American Economic Journal: Economic Policy 12(1), February 2020, 293-324 | with Kuka and Shih

abstract

This paper studies human capital responses to the availability of the Deferred Action for Childhood Arrivals (DACA) program, which provides temporary work authorization and deferral from deportation for undocumented, high-school-educated youth. We use a sample of young adults that migrated to the United States as children to implement a difference-in-difference design that compares noncitizen immigrants (“eligible”) to citizen immigrants (“ineligible”) over time. We find that DACA significantly increased high school attendance and high school graduation rates, reducing the citizen-noncitizen gap in graduation by 40 percent. We also find positive, though imprecise, impacts on college attendance.
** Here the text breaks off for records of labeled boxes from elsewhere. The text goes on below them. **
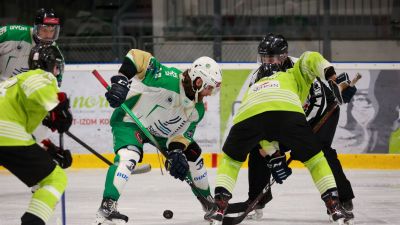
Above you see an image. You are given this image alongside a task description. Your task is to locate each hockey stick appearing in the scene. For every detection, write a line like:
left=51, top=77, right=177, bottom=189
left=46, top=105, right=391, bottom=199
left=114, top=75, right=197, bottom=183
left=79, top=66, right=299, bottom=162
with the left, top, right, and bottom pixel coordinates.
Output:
left=313, top=73, right=362, bottom=133
left=92, top=70, right=215, bottom=208
left=65, top=131, right=151, bottom=174
left=222, top=158, right=292, bottom=225
left=222, top=73, right=362, bottom=225
left=59, top=133, right=67, bottom=225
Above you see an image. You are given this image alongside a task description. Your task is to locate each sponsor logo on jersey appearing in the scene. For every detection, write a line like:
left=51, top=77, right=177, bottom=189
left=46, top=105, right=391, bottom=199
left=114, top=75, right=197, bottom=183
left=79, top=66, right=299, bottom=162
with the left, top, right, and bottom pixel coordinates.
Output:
left=193, top=172, right=207, bottom=181
left=10, top=25, right=28, bottom=30
left=165, top=71, right=178, bottom=78
left=135, top=131, right=143, bottom=144
left=253, top=80, right=281, bottom=92
left=117, top=172, right=129, bottom=181
left=196, top=159, right=204, bottom=170
left=0, top=27, right=7, bottom=35
left=43, top=17, right=60, bottom=25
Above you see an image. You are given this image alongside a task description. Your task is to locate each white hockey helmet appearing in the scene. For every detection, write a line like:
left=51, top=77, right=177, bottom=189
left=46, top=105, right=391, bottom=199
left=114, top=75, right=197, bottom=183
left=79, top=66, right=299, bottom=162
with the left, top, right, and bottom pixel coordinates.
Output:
left=189, top=56, right=222, bottom=97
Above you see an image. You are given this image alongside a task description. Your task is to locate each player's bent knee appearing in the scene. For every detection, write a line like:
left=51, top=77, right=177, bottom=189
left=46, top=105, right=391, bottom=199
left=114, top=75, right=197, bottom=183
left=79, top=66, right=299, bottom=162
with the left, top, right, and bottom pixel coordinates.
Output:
left=39, top=165, right=68, bottom=200
left=183, top=142, right=201, bottom=162
left=118, top=145, right=142, bottom=174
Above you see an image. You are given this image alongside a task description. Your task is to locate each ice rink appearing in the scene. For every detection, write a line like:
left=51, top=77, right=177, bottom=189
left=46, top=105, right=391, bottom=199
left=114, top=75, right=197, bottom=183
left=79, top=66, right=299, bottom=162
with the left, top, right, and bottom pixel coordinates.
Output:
left=0, top=168, right=400, bottom=225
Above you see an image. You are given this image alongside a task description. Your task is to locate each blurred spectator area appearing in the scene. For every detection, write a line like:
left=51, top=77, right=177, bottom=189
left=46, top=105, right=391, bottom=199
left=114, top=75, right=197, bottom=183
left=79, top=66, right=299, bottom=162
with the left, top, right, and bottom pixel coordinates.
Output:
left=0, top=0, right=400, bottom=62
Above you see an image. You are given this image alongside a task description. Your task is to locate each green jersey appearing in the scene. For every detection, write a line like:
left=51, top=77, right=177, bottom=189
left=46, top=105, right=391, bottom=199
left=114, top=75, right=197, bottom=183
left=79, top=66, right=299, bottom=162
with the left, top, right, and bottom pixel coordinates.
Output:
left=233, top=52, right=332, bottom=124
left=0, top=69, right=59, bottom=146
left=0, top=25, right=35, bottom=81
left=111, top=49, right=205, bottom=148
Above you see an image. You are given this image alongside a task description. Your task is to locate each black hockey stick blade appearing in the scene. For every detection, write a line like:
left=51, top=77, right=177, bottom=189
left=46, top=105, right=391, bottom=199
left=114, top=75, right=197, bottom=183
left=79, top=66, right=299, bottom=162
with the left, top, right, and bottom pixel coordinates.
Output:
left=222, top=181, right=276, bottom=225
left=222, top=158, right=292, bottom=225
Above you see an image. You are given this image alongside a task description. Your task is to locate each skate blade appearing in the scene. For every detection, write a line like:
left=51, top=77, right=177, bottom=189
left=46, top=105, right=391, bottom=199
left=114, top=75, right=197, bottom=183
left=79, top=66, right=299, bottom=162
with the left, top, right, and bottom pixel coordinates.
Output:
left=92, top=218, right=126, bottom=225
left=246, top=209, right=263, bottom=220
left=336, top=218, right=346, bottom=225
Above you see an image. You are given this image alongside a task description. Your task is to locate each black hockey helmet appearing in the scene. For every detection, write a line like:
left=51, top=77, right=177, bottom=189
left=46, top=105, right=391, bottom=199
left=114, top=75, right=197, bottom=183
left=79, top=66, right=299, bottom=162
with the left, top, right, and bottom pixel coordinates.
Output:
left=28, top=44, right=64, bottom=86
left=257, top=33, right=288, bottom=65
left=258, top=33, right=289, bottom=56
left=33, top=8, right=60, bottom=43
left=256, top=63, right=281, bottom=81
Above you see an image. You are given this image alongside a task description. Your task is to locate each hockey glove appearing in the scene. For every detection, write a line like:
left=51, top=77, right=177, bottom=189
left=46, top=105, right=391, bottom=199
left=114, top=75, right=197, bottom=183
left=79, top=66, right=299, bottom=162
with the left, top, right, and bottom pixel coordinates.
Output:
left=165, top=149, right=189, bottom=181
left=267, top=153, right=292, bottom=184
left=328, top=80, right=343, bottom=105
left=336, top=73, right=357, bottom=103
left=105, top=75, right=129, bottom=108
left=42, top=92, right=73, bottom=133
left=42, top=139, right=72, bottom=169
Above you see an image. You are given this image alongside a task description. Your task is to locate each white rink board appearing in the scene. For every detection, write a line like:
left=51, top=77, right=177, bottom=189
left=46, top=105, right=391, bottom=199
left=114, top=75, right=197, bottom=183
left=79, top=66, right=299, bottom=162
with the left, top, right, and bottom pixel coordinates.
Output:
left=57, top=63, right=400, bottom=153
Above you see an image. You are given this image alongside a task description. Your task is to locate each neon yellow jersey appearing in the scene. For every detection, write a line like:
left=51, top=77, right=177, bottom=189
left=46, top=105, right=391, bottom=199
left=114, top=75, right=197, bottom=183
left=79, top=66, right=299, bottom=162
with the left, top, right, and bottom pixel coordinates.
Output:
left=0, top=69, right=59, bottom=146
left=389, top=128, right=400, bottom=154
left=233, top=52, right=332, bottom=124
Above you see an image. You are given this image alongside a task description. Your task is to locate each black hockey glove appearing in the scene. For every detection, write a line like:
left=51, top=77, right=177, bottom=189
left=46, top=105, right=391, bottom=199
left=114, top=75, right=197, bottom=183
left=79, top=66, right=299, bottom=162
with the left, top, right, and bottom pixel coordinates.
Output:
left=165, top=149, right=189, bottom=181
left=42, top=139, right=72, bottom=169
left=336, top=73, right=357, bottom=103
left=267, top=152, right=292, bottom=184
left=328, top=80, right=343, bottom=105
left=42, top=92, right=73, bottom=133
left=105, top=75, right=129, bottom=108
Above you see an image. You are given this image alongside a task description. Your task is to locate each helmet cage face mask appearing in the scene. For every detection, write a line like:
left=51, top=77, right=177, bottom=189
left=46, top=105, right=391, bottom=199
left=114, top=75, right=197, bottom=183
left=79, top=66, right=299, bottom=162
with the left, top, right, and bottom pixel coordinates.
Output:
left=33, top=24, right=60, bottom=43
left=28, top=45, right=64, bottom=86
left=257, top=33, right=289, bottom=65
left=188, top=56, right=222, bottom=101
left=33, top=8, right=60, bottom=43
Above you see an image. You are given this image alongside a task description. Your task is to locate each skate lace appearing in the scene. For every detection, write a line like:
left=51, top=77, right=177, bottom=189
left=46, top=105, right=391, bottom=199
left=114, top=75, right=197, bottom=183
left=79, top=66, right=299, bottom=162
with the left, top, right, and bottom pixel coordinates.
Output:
left=103, top=200, right=118, bottom=214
A Reason to Wait: The Effect of Legal Status on Teen Pregnancy

American Economic Association Papers and Proceedings 109, May 2019, 213-217 | with Kuka and Shih

abstract

Although teen pregnancy has been on the decline in the United States, it remains among the highest within developed countries. Hispanics, who are more likely to be undocumented immigrants, lead this trend, yet the role of legal status has yet to be considered. To investigate this question, we examine teenage fertility responses to the Deferred Action for Childhood Arrivals (DACA) program, which provides temporary legal status to undocumented youth. We find that DACA reduced the likelihood of having a teenage birth by 1.6 percentage points and eliminated roughly half of the gap in teenage childbearing between documented and undocumented women.